Colleges’ operating costs increased 5.2% in the 2022 fiscal year, according to Commonfund’s Higher Education Price Index, or HEPI, an inflation index created specifically for colleges. But that increase lagged behind the consumer price index, which saw a jump of 9.1% over that same period. 

It is rare for the two metrics to diverge so significantly, Moody’s said.

The difference can be explained partly by faculty salaries, which rose the least among eight cost categories that HEPI evaluated.

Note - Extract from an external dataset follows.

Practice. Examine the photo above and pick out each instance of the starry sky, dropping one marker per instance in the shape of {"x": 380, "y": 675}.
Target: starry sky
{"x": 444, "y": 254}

Other reports found that employee wages didn’t keep up with rising costs. Full-time faculty wages decreased 5% in the 2021-22 academic year after adjusting for inflation, according to the American Association of University Professors. 

This wage stagnation, combined with reductions in benefits during the COVID-19 pandemic, have paved the way for the wave of labor strikes currently affecting higher education, according to the analysis.

Roughly two-thirds of most college budgets goes to labor costs, according to Moody’s. Service employees, though paid much less than teaching staff, received higher wage increases in fiscal 2022, gaining 8.6%.

The growth of colleges’ operating revenue was already straggling behind inflation prior to COVID. As pandemic-related federal relief aid dries up, institutions must reprioritize how they spend money.

Construction projects, for example, are taking the back seat at many colleges as leaders avoid breaking ground due to the increasing costs of material and labor, the analysis said. The cost of borrowing money is also going up, and some colleges are financing student housing projects using 40-year loans, instead of the standard 30-year option.

Colleges also face rising food and energy costs. Food prices rose 6.7% year-over year in May, per the U.S. Bureau of Labor Statistics. And while energy prices declined 11.7%, they remain vulnerable to price volatility in the future, Moody’s said.

However, many institutions are hesitant to pass rising costs along to students amid a broader societal conversation about higher education’s affordability. And public colleges are often at the whims of their state’s legislature when setting tuition prices.

In fiscal 2022, student charges covered an average of 40% to 67% of colleges’ total operating revenue, the analysis said.